Damit bedienen sie ja nicht einmal junge, nachwachsende Fans, weil
die ihre eigenen Epigonen feiern, sondern höchstens einige
Altgewordene, die dem klassischen Sound nachtrauern und dabei
vielleicht übersehen, dass es zahllose Bands gibt, die diesen Sound
bedienen, oder vielleicht schlichtweg keinen anderen Sound in ihrer
Sammlung zulassen, aber doch neue Platten kaufen wollen.
Das
ist ja auch alles nicht schlecht, was October Burns Black hier
machen. Trotz Simon Rippin sind es weniger die grantelig-dunklen
Fields, die hier durchschwingen, sondern eher die etwas seichteren
Vertreter, also die an U2 geschulten The Mission. Also schöne
Melodien, klarer Gesang, erhebende Gitarren, wenig Ecken und Kanten.

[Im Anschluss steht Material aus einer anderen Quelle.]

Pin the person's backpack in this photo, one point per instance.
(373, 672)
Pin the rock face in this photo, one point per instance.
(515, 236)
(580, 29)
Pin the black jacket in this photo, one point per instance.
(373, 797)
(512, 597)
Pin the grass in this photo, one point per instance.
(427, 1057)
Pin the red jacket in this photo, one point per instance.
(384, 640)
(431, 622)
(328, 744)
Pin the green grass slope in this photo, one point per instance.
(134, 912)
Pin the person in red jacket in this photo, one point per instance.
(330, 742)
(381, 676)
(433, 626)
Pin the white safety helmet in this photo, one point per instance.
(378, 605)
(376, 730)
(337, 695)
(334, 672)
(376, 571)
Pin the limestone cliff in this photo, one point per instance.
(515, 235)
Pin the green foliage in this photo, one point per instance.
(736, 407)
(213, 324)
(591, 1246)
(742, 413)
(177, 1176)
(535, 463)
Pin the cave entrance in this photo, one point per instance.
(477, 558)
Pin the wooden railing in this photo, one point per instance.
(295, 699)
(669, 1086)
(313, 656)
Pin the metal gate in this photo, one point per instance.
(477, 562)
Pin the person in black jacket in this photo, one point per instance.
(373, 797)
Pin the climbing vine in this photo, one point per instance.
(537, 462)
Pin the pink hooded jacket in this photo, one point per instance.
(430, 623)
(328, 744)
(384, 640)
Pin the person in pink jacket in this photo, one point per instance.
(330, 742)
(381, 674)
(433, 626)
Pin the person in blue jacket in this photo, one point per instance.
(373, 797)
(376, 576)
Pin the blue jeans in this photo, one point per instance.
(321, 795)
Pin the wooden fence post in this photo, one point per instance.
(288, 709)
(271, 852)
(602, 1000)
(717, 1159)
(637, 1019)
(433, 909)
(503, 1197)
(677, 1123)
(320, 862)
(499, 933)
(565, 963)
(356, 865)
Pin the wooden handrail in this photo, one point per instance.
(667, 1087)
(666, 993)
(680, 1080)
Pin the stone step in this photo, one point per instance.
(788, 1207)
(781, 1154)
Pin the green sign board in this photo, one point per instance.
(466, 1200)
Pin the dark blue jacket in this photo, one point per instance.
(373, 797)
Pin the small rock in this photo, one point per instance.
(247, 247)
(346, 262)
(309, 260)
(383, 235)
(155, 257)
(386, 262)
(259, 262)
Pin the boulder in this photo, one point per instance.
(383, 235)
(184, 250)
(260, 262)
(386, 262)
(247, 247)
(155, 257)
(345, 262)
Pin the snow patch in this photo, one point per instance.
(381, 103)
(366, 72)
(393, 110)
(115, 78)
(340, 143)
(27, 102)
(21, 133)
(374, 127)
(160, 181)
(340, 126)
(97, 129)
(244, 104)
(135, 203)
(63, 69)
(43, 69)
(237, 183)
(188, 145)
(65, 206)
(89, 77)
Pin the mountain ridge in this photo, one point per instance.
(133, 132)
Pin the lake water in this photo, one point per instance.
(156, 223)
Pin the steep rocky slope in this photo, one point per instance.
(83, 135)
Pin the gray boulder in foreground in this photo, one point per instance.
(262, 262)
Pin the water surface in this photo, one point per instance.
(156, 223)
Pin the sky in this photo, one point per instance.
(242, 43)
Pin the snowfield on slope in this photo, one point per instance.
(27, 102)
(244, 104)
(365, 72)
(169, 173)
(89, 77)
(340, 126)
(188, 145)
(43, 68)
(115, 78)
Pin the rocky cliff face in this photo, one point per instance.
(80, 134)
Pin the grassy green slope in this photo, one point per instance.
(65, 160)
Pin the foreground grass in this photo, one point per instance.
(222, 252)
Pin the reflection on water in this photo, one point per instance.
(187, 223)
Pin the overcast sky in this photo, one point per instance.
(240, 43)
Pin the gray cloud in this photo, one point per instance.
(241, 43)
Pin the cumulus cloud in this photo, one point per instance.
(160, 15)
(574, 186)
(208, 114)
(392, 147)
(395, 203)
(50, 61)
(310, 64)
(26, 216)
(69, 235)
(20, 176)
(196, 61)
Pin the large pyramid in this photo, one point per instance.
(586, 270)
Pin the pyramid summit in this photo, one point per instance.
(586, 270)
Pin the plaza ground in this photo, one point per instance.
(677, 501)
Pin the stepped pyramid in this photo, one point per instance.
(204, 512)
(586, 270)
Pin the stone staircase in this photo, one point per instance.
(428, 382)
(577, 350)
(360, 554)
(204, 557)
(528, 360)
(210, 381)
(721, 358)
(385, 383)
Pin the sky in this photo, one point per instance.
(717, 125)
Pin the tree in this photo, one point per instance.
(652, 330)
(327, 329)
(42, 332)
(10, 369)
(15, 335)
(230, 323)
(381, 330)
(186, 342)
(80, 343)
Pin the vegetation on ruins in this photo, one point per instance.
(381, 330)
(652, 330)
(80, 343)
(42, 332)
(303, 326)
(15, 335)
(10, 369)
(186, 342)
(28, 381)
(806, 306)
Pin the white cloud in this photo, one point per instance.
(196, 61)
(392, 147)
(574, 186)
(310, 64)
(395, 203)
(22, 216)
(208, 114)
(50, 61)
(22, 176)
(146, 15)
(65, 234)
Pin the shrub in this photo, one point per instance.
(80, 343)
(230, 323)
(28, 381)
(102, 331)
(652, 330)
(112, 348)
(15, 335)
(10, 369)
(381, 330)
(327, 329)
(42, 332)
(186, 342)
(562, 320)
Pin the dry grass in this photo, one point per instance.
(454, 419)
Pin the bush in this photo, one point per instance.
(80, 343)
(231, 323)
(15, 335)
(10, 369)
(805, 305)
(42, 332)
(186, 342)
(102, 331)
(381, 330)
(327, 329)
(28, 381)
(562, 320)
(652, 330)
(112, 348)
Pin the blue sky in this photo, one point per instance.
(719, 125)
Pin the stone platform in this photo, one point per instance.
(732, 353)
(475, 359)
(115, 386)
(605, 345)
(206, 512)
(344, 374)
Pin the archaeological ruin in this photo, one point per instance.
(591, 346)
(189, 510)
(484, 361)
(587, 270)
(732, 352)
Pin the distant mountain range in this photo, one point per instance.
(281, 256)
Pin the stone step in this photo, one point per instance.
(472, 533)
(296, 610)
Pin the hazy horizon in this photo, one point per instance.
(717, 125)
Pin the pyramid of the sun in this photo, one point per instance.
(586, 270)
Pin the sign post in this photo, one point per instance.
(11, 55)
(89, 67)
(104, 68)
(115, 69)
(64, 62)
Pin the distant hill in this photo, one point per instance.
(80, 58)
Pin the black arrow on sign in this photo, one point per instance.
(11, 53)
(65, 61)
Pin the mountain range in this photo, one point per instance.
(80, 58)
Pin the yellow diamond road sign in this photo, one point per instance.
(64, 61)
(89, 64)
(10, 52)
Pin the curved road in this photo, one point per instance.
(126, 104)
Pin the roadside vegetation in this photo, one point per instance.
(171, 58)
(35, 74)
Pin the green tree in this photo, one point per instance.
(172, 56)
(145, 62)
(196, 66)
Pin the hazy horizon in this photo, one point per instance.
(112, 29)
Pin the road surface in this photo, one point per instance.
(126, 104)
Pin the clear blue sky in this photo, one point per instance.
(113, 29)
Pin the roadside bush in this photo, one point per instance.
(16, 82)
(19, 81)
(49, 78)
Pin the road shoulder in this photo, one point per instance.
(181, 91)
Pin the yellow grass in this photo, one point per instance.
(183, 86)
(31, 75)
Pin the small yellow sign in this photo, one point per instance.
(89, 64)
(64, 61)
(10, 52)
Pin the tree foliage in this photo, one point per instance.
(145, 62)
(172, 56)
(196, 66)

Die Texte bedienen ebenfalls die musikalische Grundstimmung, Titel
wie „Dark Times Ahead“ weisen in die entsprechende Richtung.
Alles ist gefällig, stört den Grufti nicht beim Bügeln und malt
die Welt schön in kuscheligem dunkelschwarz. Klingt also alles nach
der Gruftvariante einer Altstadtfest-Coverband: Den Hörer nicht mit
Fremdem verwirren.
Rippin nun ist offenbar kein festes
Bandmitglied, sondern der ausgeborgte Studio- und Livedrummer, an dem
man sein Aushängeschild festnageln kann. Bandgründer ist Bassist
James Tamel, der 1987 der US-Gothrockband The Wake beitrat. Den
Gesang übernimmt der Nordire Rod Hanna, in den Neunzigern bei der
Band Return To Khaf’ji (kein Tippfehler). Er ist der Neue in der
Band, er ersetzte seinen Vorgänger Ger Egan von den irischen
Gothicrockern This Burning Effigy erst vor wenigen Monaten. Zwei
Gitarristen leisten sich October Burns Black. Der erste ist Lars
Kappeler aus Bochum, umtriebig in diversen Bands von Wave bis Death
Metal, davon aktuell noch bei Sweet Ermengarde und Atomic Neon, die
selbstredend – Überraschung! – Gothic Rock spielen; er war
vorübergehend Gitarrist bei The House Of Usher. Zweiter Gitarrist
ist Tommy Olsson aus Norwegen, der gegenwärtig noch bei Long Night
spielt und ansonsten namhafte Szene-Bands wie Theatre Of Tragedy oder
Elusive in seiner Vita hat.
Viel Erfahrung, wenig Mut: Da
hätte mehr drin sein können. „Reflections“ ist erst die zweite
EP, nach „Fault Lines“ aus dem Jahr 2018. Wer die CD direkt bei
der Band bestellt, bekommt Buttons und Sticker dazu, das ist
fanfreundlich und sympathisch.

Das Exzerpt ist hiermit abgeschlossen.